ECLI:NL:RBNHO:2022:6361

Rechtbank Noord-Holland

Datum uitspraak
20 juli 2022
Publicatiedatum
20 juli 2022
Zaaknummer
C/15/330020 / KG ZA 22-367
Instantie
Rechtbank Noord-Holland
Type
Uitspraak
Procedures
  • Kort geding
Rechters
Vindplaatsen
  • Rechtspraak.nl
AI samenvatting door LexboostAutomatisch gegenereerd

Vordering tot teruggave van een ingeruilde auto na ontbinding van de koopovereenkomst met beroep op de bedenktermijn voor consumenten

In deze zaak heeft de Rechtbank Noord-Holland op 20 juli 2022 uitspraak gedaan in een kort geding tussen een eiseres en Just Drive I B.V. De eiseres had op 6 juni 2022 een Mercedes GLC gekocht van Just Drive, waarbij zij haar Volvo XC60 inruilde. Er ontstonden problemen met de financiering van de koop, wat leidde tot een mondelinge overeenkomst voor een andere auto, een Mercedes GLA. Na ontvangst van een verkeersboete voor de Volvo, besloot de eiseres op 7 juli 2022 de overeenkomst te annuleren en haar Volvo terug te halen. Just Drive weigerde echter de auto terug te geven, wat leidde tot de vordering van de eiseres in kort geding.
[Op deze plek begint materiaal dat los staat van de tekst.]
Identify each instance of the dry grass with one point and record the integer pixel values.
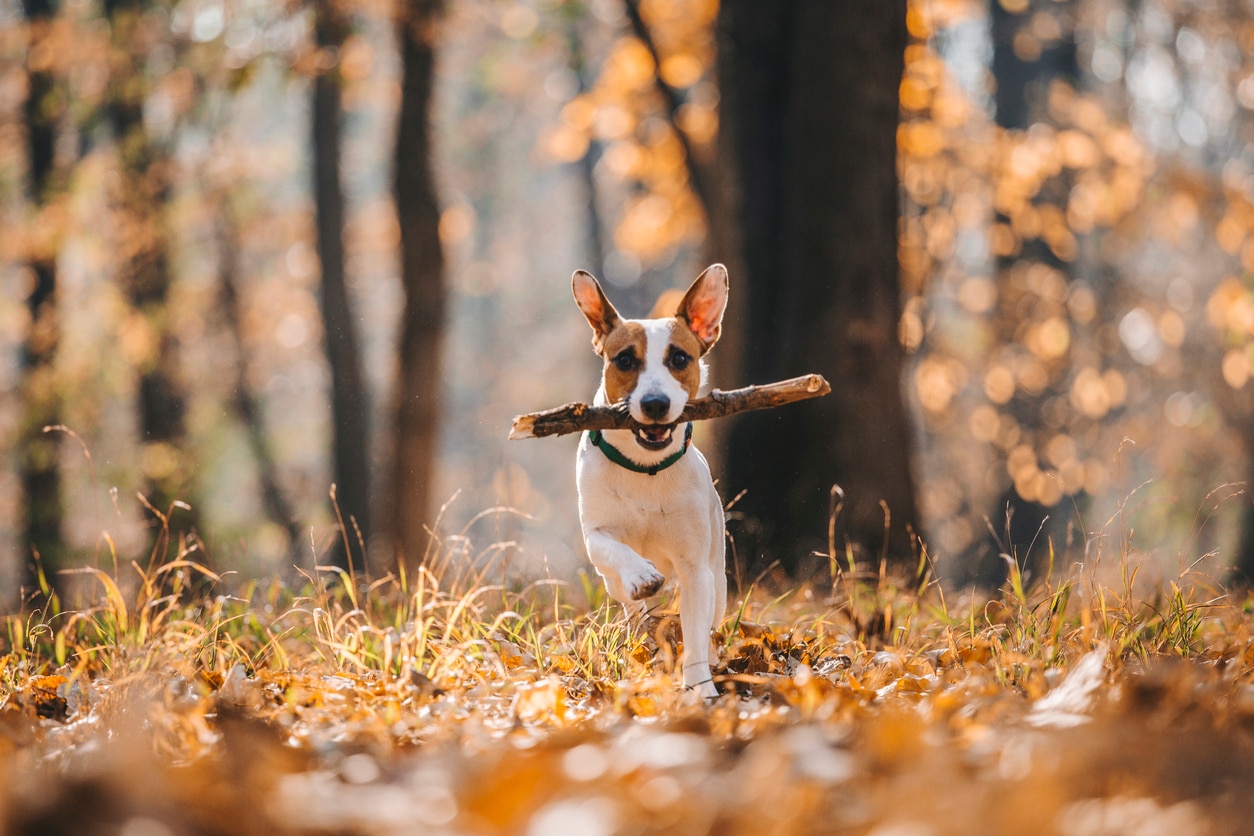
(447, 703)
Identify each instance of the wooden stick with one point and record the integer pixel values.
(574, 417)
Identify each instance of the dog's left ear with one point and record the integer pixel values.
(702, 306)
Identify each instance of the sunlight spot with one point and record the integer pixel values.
(360, 768)
(1140, 336)
(584, 762)
(588, 817)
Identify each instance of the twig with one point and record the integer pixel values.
(574, 417)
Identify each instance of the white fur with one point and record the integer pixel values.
(642, 532)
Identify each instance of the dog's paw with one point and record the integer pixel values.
(646, 583)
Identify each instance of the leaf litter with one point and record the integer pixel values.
(404, 707)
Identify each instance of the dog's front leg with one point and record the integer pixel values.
(628, 577)
(697, 602)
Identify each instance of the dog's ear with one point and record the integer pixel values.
(596, 307)
(702, 306)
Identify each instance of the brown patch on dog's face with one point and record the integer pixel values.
(684, 357)
(625, 352)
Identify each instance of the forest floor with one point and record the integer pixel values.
(1091, 703)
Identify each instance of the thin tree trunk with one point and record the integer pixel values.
(809, 99)
(419, 400)
(144, 271)
(349, 401)
(245, 401)
(40, 450)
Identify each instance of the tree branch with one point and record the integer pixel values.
(574, 417)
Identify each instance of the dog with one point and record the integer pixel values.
(647, 504)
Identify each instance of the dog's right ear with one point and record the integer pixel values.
(596, 307)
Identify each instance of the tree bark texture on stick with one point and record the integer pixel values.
(576, 417)
(810, 112)
(421, 336)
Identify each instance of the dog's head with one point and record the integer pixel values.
(655, 365)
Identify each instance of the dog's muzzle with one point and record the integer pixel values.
(655, 436)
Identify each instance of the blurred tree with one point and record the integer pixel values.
(350, 409)
(810, 107)
(1033, 49)
(243, 399)
(421, 261)
(143, 189)
(40, 469)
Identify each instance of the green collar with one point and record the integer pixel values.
(616, 455)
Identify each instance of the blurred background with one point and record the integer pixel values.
(252, 248)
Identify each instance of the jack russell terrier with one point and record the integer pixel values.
(647, 504)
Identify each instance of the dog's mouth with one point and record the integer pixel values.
(655, 436)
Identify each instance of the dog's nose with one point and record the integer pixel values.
(655, 406)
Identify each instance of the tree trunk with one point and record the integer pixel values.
(40, 450)
(144, 271)
(1025, 528)
(810, 102)
(349, 404)
(419, 390)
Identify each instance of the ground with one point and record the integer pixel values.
(454, 706)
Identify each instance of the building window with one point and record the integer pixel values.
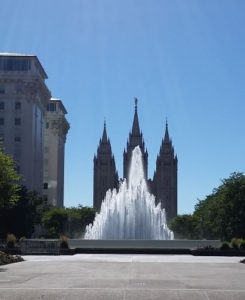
(51, 107)
(17, 121)
(17, 169)
(17, 139)
(17, 105)
(2, 89)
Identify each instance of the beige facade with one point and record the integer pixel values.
(55, 130)
(30, 130)
(23, 100)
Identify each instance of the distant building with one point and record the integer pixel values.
(24, 99)
(55, 131)
(164, 183)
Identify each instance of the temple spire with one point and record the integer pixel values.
(136, 127)
(166, 137)
(104, 136)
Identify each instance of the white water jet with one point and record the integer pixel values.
(131, 212)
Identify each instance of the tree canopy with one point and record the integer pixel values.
(9, 181)
(220, 215)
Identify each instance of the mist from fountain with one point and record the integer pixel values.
(131, 212)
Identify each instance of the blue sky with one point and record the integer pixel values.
(183, 59)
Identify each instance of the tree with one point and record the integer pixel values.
(55, 222)
(22, 216)
(184, 227)
(221, 215)
(9, 181)
(78, 218)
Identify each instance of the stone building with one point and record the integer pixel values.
(105, 173)
(55, 131)
(24, 99)
(164, 183)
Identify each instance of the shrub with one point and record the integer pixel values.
(11, 240)
(235, 243)
(64, 242)
(225, 246)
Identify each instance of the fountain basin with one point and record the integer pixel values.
(140, 246)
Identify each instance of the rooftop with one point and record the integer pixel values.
(18, 55)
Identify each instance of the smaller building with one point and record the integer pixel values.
(55, 131)
(23, 100)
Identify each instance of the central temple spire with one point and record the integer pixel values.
(136, 127)
(135, 139)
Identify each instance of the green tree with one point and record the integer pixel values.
(184, 227)
(21, 217)
(78, 218)
(55, 222)
(9, 181)
(222, 214)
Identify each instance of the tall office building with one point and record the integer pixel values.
(55, 130)
(24, 106)
(23, 101)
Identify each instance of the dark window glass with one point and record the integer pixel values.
(17, 105)
(2, 89)
(51, 107)
(17, 121)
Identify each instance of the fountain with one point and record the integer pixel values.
(130, 213)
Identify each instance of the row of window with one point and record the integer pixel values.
(13, 64)
(17, 105)
(17, 121)
(17, 139)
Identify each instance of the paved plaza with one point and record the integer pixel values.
(124, 277)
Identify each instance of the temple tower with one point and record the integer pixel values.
(105, 174)
(165, 177)
(135, 139)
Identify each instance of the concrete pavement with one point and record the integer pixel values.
(101, 276)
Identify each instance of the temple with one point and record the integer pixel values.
(164, 183)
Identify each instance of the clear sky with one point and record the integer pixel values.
(183, 59)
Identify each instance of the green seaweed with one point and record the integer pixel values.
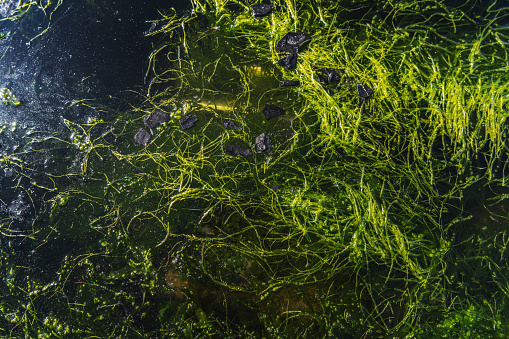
(380, 219)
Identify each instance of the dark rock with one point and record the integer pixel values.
(364, 91)
(142, 137)
(262, 143)
(332, 75)
(260, 10)
(237, 151)
(291, 42)
(289, 62)
(229, 123)
(272, 111)
(188, 121)
(156, 118)
(287, 83)
(18, 207)
(322, 79)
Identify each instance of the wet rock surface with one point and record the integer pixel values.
(156, 118)
(330, 75)
(230, 124)
(289, 62)
(260, 10)
(272, 111)
(237, 151)
(287, 83)
(292, 42)
(142, 137)
(364, 91)
(18, 207)
(262, 143)
(188, 121)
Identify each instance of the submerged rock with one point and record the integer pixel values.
(364, 91)
(331, 75)
(287, 83)
(260, 10)
(188, 121)
(237, 151)
(291, 42)
(229, 123)
(142, 137)
(262, 143)
(289, 62)
(156, 118)
(272, 111)
(18, 207)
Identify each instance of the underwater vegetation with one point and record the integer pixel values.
(355, 189)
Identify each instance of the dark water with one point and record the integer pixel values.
(93, 50)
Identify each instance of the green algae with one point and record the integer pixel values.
(359, 222)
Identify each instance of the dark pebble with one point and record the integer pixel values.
(289, 62)
(332, 75)
(287, 83)
(364, 91)
(156, 118)
(260, 10)
(229, 123)
(142, 137)
(291, 42)
(237, 151)
(262, 143)
(272, 111)
(188, 121)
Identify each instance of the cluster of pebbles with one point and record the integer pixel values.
(288, 47)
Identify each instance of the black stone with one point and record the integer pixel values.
(229, 123)
(272, 111)
(260, 10)
(364, 91)
(142, 137)
(156, 118)
(289, 62)
(237, 151)
(287, 83)
(188, 121)
(262, 143)
(331, 74)
(291, 42)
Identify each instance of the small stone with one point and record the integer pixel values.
(289, 62)
(291, 42)
(332, 75)
(272, 111)
(188, 121)
(156, 118)
(364, 91)
(260, 10)
(287, 83)
(229, 123)
(237, 151)
(142, 137)
(262, 143)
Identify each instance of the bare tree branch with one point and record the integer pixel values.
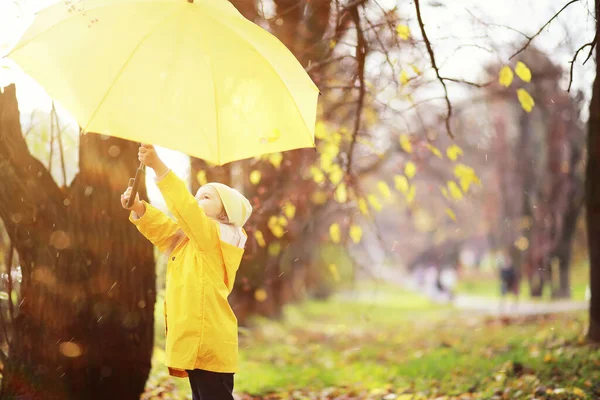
(530, 39)
(437, 71)
(361, 55)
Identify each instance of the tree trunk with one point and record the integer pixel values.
(84, 327)
(592, 196)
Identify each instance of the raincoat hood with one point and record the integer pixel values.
(236, 206)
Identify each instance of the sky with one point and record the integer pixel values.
(448, 27)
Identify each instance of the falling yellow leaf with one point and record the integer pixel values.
(201, 177)
(522, 243)
(275, 159)
(434, 150)
(403, 31)
(355, 233)
(410, 196)
(410, 169)
(362, 206)
(384, 189)
(401, 183)
(444, 192)
(403, 77)
(341, 194)
(451, 214)
(319, 197)
(405, 143)
(274, 249)
(289, 210)
(334, 272)
(505, 76)
(260, 295)
(525, 99)
(453, 152)
(454, 190)
(374, 202)
(523, 71)
(255, 177)
(335, 233)
(260, 239)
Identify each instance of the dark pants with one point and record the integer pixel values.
(207, 385)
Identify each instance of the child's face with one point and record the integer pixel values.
(209, 200)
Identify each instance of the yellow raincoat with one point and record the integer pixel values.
(201, 327)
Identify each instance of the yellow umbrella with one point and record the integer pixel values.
(194, 77)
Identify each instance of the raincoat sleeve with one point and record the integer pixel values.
(190, 217)
(156, 227)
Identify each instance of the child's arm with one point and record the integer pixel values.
(199, 228)
(157, 227)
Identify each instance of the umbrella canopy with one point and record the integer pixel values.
(194, 77)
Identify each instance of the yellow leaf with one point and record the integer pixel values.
(525, 99)
(505, 76)
(410, 196)
(445, 192)
(274, 249)
(277, 231)
(255, 177)
(355, 233)
(275, 159)
(401, 183)
(454, 190)
(384, 189)
(362, 206)
(434, 150)
(289, 210)
(403, 77)
(260, 295)
(319, 197)
(260, 239)
(201, 176)
(403, 31)
(453, 152)
(341, 194)
(451, 214)
(336, 174)
(335, 233)
(334, 272)
(410, 169)
(405, 143)
(523, 71)
(374, 202)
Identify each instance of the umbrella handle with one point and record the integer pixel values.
(134, 183)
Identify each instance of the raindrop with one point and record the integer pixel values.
(114, 151)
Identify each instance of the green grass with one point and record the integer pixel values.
(392, 341)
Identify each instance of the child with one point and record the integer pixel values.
(205, 247)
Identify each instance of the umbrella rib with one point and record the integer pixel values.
(118, 75)
(251, 45)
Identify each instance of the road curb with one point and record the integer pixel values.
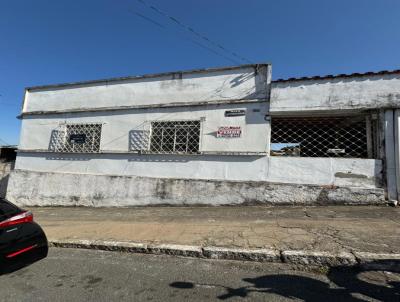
(298, 257)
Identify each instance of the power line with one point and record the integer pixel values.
(192, 31)
(4, 142)
(150, 20)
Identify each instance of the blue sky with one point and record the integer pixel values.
(47, 41)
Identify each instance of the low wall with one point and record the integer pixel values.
(5, 168)
(340, 172)
(29, 188)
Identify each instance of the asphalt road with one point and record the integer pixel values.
(85, 275)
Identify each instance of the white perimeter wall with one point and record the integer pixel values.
(196, 87)
(365, 173)
(362, 92)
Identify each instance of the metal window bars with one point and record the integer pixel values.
(320, 136)
(181, 137)
(76, 138)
De voorzieningenrechter oordeelde dat de eiseres de overeenkomst rechtsgeldig had ontbonden op basis van artikel 6:230o BW, omdat de overeenkomst niet voldeed aan de informatieverplichtingen voor consumenten. De rechter concludeerde dat de eiseres handelde als consument en dat Just Drive de Volvo aan haar moest teruggeven zonder enige vergoeding te eisen. De vordering van de eiseres werd toegewezen, en Just Drive werd veroordeeld om de Volvo binnen 24 uur terug te geven, met een dwangsom van € 1.000,- per dag bij niet-naleving. Daarnaast werd Just Drive veroordeeld tot betaling van de proceskosten van € 1.455,03 aan de eiseres.

Uitspraak

proces-verbaal

RECHTBANK NOORD-HOLLAND

Handel, Kanton en Insolventie
Zittingsplaats Haarlem
zaaknummer / rolnummer: C/15/330020 / KG ZA 22-367
Proces-verbaal van de zitting, gehouden op 20 juli 2022 tevens houdende mondeling vonnis
in de zaak van
[eiser],
wonende te [plaats],
eiseres,
advocaat mr. G.J.F. Voss te Zaandam,
tegen
de besloten vennootschap met beperkte aansprakelijkheid
JUST DRIVE I B.V.,
gevestigd te Beverwijk,
gedaagde,
verschenen bij monde van de heer [betrokkene].
Partijen zullen hierna [eiser] en Just Drive genoemd worden.
De zitting wordt gehouden in het gebouw van deze rechtbank ter behandeling van een vordering in kort geding.
Tegenwoordig zijn mr. W.S.J. Thijs, voorzieningenrechter, en C. Vis-van Zanden, griffier.
Na uitroeping van de zaak verschijnen [eiser], bijgestaan door mr. Voss voornoemd en namens Just Drive de heer [betrokkene], bedrijfsleider, die verklaarde gemachtigd te zijn om Just Drive te vertegenwoordigen in deze procedure.

1.De beoordeling

1.1.
Voorop staat dat de gevorderde voorlopige voorziening tot teruggave van de Volvo slechts toewijsbaar is als aan de hand van de feiten en omstandigheden in dit geding de verwachting gewettigd is dat in een tussen partijen nog te voeren bodemprocedure een vordering tot teruggave zal worden toegewezen.
1.2.
Op 6 juni 2022 heeft [eiser] van Just Drive een Mercedes type GLC gekocht tegen inruil van haar Volvo, type XC60 met kenteken 13-SGH-2 (hierna: de Volvo). Gelijktijdig zijn partijen – kennelijk mondeling – overeengekomen dat het door [eiser] na inruil nog te betalen bedrag gefinancierd zou worden met een door Just Drive te regelen financial lease.
1.3.
In de koopovereenkomst staat als koper genoteerd: “[kvk nr.] [eiser]”.
1.4.
Er waren problemen met de financiering van de koop en er is daarom gesproken over een andere auto, te weten een Mercedes type GLA.
1.5.
Nadat [eiser] een verkeersboete voor de Volvo die zij bij Just Drive had achtergelaten ontving, is zij op 7 juli 2022 naar de showroom gegaan om de overeenkomst te annuleren en de Volvo terug te halen.
Haar is toen meegedeeld dat zij de Volvo de volgende dag weer kon ophalen. De volgende ochtend werd [eiser] door Just Drive gebeld met de mededeling dat de koop niet zomaar ongedaan gemaakt kon worden en dat zij haar auto niet zou terugkrijgen.
1.6.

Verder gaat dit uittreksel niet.